The other line of thinking insists that theoretical understanding is necessary and urgent, not only for mathematicians and computational scientists, but also for developing tools to assess the performance and output quality of Deep Learning algorithms and to optimize their training. This requires the courage to approach the difficult questions of ‘why’ and ‘how’, and to acknowledge both the uses and the limitations of AI. Since algorithms have huge implications for humans it will be important to make them fair and to align them with human values. If we can confidently predict that algorithms will shape the future, the question as to which kinds of algorithms will do the shaping is currently still open (Wigderson 2019).

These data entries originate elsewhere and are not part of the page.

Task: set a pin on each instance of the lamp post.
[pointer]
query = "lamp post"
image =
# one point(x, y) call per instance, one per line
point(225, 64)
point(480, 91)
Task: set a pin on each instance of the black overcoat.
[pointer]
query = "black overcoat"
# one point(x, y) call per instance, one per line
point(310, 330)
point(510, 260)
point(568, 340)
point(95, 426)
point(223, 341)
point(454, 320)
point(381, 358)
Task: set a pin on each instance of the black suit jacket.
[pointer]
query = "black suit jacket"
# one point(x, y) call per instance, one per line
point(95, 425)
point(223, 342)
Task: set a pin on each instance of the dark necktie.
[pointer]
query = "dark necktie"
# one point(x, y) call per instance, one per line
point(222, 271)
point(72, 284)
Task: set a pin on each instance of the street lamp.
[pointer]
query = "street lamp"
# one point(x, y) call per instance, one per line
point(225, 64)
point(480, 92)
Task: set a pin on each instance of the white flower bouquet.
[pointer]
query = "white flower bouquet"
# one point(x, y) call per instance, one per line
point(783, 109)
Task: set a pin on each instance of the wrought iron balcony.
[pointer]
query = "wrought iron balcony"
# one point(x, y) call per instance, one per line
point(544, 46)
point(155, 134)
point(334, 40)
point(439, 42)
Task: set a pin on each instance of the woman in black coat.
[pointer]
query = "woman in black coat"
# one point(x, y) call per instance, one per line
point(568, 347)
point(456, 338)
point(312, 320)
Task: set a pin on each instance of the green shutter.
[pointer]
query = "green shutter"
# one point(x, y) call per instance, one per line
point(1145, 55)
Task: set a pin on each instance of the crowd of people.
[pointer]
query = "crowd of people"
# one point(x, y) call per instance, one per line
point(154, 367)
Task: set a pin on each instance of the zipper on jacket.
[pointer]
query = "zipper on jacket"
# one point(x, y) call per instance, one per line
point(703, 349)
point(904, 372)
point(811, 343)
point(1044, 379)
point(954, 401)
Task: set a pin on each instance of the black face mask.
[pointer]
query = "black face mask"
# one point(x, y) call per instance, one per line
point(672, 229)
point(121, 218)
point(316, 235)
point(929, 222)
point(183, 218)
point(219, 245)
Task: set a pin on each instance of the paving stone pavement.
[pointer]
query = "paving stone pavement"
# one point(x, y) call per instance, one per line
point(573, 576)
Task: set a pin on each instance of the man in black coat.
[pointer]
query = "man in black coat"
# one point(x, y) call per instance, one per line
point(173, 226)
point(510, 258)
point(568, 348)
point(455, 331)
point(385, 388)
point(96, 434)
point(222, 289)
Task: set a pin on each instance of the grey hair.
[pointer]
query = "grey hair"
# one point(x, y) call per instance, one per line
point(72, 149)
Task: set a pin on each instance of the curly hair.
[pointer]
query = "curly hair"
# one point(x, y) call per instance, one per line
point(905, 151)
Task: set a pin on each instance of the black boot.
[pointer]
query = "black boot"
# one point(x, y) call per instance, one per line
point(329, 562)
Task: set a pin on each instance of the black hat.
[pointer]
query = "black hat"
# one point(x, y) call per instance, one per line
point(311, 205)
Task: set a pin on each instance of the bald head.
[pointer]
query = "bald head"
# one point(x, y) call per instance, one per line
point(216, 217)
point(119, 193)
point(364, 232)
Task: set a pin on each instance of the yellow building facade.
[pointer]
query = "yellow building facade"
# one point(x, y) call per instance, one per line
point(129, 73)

Understanding also includes the expectation that we can learn how things work. If an AI system claims to solve problems at least as well as a human, then there is no reason not to expect and demand transparency and accountability from it. In practice, we are far from receiving satisfactory answers as to how the inner representations of AI work in sufficient detail, let alone an answer to the question of cause and effect. The awareness begins to sink in that we are about to lose something connected to what makes us human, as difficult to pin down as it is. Maybe the time has come to admit that we are not in control of everything, to humbly concede that our tenuous and risky journey of co-evolution with the machines we have built will be more fecund if we renew our attempt to understand our shared humanity and how we might live together better. We have to continue our exploration of living forward while trying to understand Life backwards and linking the two. Prediction will then no longer only map the trajectories of living forward for us, but will become an integral part of understanding how to live forward. Rather than foretelling what will happen, it will help us understand why things happen.
After all, what makes us human is our unique ability to ask the question: Why do things happen – why and how?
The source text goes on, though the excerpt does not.